John advises clients across industries on M&A (including spin-offs, carve-outs, and reverse acquisitions), IPOs, public and private equity and debt offerings, restructurings, new business organization, corporate governance, SEC compliance & reporting, contested shareholder matters and dispute resolution. He also has expertise in Asia cross-border matters, including capital markets, regulatory policy, and corporate governance. He previously served as an Independent Director of Sunrise New Energy Co (NASDAQ: EPOW), formerly Global Internet of People, a publicly traded technology and industrial services company based in Zibo, Shandong, China.
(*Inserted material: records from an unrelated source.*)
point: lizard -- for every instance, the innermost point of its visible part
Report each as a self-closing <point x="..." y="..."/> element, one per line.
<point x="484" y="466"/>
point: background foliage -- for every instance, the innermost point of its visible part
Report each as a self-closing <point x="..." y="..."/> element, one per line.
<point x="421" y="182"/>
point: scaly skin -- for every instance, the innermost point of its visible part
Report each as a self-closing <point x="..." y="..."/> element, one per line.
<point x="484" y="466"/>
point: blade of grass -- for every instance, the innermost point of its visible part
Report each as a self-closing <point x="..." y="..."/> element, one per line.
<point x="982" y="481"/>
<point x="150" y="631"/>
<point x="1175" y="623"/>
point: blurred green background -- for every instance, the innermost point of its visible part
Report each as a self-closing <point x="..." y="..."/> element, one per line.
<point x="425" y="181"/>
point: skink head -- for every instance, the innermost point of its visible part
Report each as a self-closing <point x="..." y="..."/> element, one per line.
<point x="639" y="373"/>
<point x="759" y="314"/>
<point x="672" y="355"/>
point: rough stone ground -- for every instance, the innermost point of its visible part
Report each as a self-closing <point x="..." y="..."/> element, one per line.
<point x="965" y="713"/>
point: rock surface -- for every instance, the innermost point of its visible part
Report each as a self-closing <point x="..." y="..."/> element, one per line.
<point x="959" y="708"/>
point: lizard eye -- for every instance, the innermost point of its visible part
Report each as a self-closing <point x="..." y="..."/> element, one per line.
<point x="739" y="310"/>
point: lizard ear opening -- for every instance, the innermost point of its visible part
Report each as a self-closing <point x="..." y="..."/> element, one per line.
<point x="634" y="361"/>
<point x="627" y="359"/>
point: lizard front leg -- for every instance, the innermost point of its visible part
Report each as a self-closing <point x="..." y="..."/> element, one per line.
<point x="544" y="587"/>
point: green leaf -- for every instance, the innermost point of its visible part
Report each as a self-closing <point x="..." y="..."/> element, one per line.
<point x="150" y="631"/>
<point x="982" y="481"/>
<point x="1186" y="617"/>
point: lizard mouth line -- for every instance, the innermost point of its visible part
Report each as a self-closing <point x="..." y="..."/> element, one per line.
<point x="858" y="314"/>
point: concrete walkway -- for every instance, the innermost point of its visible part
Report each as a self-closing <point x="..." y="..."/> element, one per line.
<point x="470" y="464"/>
John earned his JD from Boston University Law School, graduating Magna Cum and as a Laude Tauro Distinguished Scholar, a Hennessey Distinguished Scholar and a Liacos Distinguished Scholar. He earned his BA in Economics, Government, and Accounting from University of New Hampshire’s Peter T. Paul School of Business, graduating Summa Cum Laude and Phi Beta Kappa. He is a member of the Bar in Massachusetts and New Hampshire and admitted to practice before the US Court of Appeals for the First Circuit.

Representative Matters

▪ Representation of founder / majority shareholder in connection with sale of controlling interest in a registered investment advisor (RIA) with approximately $2B in Assets Under Management (AUM)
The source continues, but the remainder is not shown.